Before dying of COVID-19 in December, Indianapolis doctor Susan Moore, claimed she was mistreated and delayed proper care at a Carmel hospital because of her race.
“I was in so much pain from my neck. My neck hurt so bad,” Moore said in a video posted to social media before her passing.
Shackleford said Moore inspired the bill.
“I think the need for this got amplified with Dr. Susan Moore’s case. It just put a light on the disparities that exist and the problems that minority patients have in trying to communicate to their physicians, to their nurses,” Shackleford said.

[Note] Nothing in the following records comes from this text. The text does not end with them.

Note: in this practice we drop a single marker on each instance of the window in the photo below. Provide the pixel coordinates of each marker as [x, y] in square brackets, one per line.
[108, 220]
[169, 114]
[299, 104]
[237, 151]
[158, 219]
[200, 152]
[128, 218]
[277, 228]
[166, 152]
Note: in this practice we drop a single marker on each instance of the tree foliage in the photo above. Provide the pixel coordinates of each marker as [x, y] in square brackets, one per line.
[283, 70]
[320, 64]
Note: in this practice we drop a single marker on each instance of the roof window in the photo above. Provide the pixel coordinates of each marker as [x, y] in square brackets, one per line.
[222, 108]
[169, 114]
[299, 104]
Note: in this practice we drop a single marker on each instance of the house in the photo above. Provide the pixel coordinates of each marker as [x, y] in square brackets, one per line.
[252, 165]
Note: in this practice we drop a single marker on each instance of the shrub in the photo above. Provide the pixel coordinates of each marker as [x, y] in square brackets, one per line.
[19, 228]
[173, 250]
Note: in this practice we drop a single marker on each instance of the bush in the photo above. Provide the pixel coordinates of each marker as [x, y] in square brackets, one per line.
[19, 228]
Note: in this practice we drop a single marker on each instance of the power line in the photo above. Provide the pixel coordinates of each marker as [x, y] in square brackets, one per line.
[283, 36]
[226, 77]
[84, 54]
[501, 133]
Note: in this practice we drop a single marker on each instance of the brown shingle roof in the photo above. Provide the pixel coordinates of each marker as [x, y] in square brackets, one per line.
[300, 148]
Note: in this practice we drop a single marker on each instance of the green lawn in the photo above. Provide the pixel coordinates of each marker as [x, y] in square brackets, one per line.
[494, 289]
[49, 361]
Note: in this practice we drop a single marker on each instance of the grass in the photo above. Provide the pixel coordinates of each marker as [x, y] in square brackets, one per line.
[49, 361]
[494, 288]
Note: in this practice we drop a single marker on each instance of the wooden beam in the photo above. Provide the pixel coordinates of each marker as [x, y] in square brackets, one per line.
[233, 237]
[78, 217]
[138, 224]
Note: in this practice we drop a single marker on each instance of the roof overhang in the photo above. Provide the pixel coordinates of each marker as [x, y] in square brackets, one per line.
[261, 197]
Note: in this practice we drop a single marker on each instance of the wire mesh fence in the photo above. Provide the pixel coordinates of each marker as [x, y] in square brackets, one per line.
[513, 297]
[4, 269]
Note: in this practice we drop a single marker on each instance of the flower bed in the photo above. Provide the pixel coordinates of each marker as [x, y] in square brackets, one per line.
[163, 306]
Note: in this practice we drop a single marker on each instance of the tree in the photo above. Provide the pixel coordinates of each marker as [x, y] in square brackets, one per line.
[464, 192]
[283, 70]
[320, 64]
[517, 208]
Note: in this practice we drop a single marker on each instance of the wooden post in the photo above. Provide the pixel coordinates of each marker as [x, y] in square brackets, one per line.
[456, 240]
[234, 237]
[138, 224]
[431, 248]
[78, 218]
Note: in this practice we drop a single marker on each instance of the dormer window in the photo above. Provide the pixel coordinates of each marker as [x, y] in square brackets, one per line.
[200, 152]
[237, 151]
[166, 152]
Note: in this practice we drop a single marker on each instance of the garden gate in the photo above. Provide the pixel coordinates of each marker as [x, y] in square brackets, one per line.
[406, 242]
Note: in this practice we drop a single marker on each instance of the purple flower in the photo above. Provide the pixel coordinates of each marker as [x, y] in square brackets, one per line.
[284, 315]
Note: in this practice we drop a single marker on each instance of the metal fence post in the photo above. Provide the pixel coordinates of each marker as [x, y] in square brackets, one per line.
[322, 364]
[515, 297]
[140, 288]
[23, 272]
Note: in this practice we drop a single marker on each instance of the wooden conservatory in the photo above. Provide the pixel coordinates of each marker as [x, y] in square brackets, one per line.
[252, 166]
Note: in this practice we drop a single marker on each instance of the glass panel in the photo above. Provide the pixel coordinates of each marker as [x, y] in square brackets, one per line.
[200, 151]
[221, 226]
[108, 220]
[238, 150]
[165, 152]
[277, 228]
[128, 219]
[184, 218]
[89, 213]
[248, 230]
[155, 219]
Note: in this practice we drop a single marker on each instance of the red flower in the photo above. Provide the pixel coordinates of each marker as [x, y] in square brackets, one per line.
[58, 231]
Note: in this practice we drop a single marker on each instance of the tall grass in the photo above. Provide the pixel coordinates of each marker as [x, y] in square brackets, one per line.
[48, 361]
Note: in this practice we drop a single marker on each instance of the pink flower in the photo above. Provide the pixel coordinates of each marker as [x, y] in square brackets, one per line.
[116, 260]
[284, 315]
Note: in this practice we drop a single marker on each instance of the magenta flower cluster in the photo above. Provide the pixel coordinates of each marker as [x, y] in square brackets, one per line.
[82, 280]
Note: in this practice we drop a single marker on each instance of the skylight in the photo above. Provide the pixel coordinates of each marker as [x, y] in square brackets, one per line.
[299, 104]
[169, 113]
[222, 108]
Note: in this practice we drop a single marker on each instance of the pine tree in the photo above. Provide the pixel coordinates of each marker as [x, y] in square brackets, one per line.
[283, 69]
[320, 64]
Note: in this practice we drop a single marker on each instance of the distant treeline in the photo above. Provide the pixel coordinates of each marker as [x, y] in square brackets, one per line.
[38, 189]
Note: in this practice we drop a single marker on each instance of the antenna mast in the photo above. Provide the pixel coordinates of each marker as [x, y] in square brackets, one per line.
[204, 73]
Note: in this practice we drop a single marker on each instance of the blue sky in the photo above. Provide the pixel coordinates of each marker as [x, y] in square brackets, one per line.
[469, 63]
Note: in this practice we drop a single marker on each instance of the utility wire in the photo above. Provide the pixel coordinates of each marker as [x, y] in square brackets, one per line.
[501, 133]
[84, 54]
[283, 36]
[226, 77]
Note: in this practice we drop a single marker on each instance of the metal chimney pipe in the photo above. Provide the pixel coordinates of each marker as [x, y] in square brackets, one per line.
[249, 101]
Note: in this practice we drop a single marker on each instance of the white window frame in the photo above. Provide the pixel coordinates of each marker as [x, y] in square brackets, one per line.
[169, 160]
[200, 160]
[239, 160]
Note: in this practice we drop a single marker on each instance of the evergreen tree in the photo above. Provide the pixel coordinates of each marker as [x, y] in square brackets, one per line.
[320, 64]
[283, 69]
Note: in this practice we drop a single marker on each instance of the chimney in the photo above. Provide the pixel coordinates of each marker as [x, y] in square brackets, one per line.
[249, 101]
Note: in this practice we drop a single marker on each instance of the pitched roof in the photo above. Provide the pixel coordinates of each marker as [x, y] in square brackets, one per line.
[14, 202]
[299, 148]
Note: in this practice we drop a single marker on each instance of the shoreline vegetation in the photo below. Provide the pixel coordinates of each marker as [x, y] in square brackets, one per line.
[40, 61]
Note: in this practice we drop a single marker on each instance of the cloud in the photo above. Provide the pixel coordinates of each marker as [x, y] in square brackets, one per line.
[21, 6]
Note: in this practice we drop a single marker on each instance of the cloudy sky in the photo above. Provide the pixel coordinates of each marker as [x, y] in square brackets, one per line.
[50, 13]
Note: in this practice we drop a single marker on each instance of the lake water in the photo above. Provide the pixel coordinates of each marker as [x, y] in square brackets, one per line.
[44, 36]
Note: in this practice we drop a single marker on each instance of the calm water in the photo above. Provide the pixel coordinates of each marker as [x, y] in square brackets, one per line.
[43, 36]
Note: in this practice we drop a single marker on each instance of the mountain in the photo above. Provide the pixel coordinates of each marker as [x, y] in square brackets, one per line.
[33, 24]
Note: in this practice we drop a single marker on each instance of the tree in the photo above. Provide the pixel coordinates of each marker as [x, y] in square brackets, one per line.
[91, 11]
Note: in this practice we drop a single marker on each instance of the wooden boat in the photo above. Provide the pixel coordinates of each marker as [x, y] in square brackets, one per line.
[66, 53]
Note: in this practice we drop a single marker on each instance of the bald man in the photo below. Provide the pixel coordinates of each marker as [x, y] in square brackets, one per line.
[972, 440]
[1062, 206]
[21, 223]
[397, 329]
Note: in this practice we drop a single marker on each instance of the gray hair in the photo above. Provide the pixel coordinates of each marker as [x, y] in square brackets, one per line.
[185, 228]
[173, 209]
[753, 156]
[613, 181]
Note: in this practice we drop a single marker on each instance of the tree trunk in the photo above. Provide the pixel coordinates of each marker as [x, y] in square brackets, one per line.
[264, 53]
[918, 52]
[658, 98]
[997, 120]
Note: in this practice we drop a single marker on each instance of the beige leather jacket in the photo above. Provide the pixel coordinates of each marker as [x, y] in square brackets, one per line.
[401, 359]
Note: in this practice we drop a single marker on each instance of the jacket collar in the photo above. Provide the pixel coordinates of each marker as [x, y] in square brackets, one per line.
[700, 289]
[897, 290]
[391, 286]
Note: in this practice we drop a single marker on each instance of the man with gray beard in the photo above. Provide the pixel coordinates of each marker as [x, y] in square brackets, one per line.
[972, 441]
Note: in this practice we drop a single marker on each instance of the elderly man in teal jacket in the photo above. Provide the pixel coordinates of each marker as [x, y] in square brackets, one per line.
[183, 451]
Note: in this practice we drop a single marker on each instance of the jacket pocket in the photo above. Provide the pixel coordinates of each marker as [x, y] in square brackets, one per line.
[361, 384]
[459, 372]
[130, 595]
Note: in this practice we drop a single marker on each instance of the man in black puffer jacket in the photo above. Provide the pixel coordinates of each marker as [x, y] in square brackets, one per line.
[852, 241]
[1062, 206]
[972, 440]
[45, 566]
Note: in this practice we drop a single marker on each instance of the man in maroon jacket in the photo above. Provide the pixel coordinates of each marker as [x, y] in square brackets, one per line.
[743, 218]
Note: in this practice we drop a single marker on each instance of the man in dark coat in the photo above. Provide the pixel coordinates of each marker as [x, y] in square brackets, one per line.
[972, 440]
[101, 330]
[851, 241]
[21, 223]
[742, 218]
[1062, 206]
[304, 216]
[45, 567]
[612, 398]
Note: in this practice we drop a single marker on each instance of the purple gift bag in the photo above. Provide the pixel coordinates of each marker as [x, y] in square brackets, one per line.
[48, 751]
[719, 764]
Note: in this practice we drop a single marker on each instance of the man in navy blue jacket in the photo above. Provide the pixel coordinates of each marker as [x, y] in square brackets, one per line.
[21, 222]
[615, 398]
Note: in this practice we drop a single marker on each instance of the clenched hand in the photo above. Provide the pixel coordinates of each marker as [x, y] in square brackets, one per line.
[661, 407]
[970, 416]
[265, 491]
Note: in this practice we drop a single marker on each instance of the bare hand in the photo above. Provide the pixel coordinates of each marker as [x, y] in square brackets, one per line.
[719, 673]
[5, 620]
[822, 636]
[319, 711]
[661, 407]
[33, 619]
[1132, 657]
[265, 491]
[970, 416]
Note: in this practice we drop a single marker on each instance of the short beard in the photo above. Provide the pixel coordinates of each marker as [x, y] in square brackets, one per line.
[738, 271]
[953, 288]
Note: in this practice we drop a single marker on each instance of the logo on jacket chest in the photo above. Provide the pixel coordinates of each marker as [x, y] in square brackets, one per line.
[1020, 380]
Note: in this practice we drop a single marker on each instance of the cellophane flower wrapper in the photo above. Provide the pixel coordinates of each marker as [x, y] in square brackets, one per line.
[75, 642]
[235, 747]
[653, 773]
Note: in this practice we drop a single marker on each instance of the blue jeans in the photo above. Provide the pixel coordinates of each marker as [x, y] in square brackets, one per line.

Failure to comply with the required training would have consequences.
“If you don’t, you could have the possibility of not being certified. And if you’re trying to get a new job, the facility will require you to have the completion of the training,” Shackleford explained.
The training would be put together by Indiana’s Health Department and Indiana’s minority health coalition.
Shackleford told News 8 the training would cost $5 per person.